Alla censura viennese «potevano arrivare in un solo giorno anche centomila missive in lingua italiana». E secondo i dati ufficiali delle Poste, ricorda Renzi nella presentazione alla nuova edizione, «nell’Italia in guerra sono stati scambiati 4 miliardi di lettere e cartoline, una vera e propria ondata in piena (ma in Francia erano stati 10 miliardi, in Germania, sembra, 30)». Il diluvio universale in forma di parole e di carta scritta: la vittoria della parola come ultima speranza nella derelizione assoluta. Spitzer compone, da filologo e linguista, una sommessa chanson de geste dell’epica minuscola dei vinti. Ma anche un altro elemento decisivo viene illuminato da Renzi: «Le lettere raccolte da Spitzer rappresentano un caso speciale perché non sono lettere di soldati, come quelle di gran parte delle raccolte posteriori, ma di soldati fatti prigionieri. Tra questi, i reietti e disprezzati: i disertori, quelli che si erano consegnati al nemico senza combattere».
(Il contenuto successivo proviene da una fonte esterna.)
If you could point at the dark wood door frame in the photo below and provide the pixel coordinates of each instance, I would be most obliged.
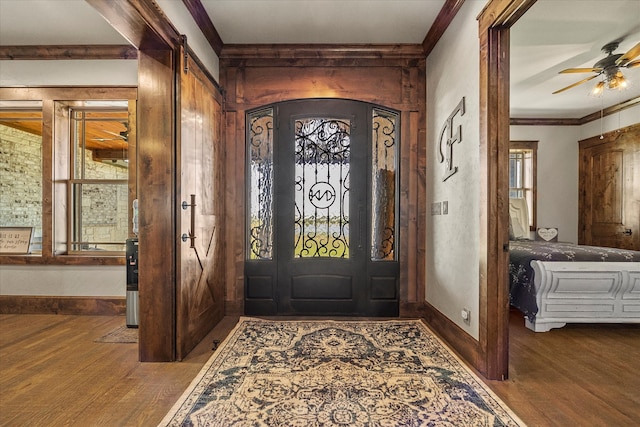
(494, 26)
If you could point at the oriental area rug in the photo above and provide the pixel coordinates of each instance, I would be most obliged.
(303, 373)
(121, 334)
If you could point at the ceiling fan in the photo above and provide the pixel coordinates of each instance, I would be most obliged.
(609, 67)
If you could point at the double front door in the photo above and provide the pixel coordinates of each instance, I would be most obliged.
(322, 202)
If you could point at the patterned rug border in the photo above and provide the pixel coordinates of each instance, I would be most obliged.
(224, 347)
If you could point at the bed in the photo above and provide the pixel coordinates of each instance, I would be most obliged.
(554, 283)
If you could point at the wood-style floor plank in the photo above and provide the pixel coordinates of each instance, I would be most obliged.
(52, 373)
(579, 375)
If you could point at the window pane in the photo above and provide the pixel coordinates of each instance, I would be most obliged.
(321, 187)
(261, 191)
(383, 185)
(21, 172)
(99, 191)
(101, 137)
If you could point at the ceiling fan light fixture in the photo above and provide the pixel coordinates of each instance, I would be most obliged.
(597, 90)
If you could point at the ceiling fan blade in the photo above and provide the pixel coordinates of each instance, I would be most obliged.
(633, 64)
(581, 70)
(575, 84)
(631, 54)
(124, 138)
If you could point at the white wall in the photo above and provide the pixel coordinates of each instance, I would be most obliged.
(624, 118)
(557, 201)
(452, 270)
(558, 167)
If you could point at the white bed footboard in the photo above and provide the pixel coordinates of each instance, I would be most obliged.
(585, 292)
Sulla guerra e sulla sua miseria il maestro della critica stilistica posa uno sguardo che nasce dal basso, e che talora risulta anche impietoso: come quando, esemplificando le richieste di denaro e di vestiario, e insomma il piagnisteo «all’italiana», dichiara che il suo tentativo è di «delineare un quadro delle caratteristiche psicologiche» della nostra popolazione (il corsivo è ancora una volta suo). Soprattutto, epistemologia e deontologia per Spitzer filologo significano in primo luogo etica e politica, quindi estetica: «Ho sempre cercato di evitare il tanfo polveroso di una scienza squallida, e spero che il lettore non se la prenderà se lo introduco nella vita dove essa pulsa più fervida».
Chissà se sotto gli occhi di Spitzer finì anche qualcuna delle lettere che fra maggio e dicembre 1918 dovette spedire in Italia dal Cellelager, nei pressi di Hannover, «Block C, Baracca 15, camera B», il «sottotenente del 3° Reggimento Alpini Carlo Emilio Gadda, Duca di Sant’Aquila (Gaddüs)», che nel Giornale di guerra e prigionia annotava: «Fumo nella stufa, chiara luce alla finestra. Fine d’un altro giorno della nostra monotona e tragica vita. (…) Noi siamo colpevoli o vittime che non meritano d’essere considerati; martiri inutili; lasciamoli al loro martirio».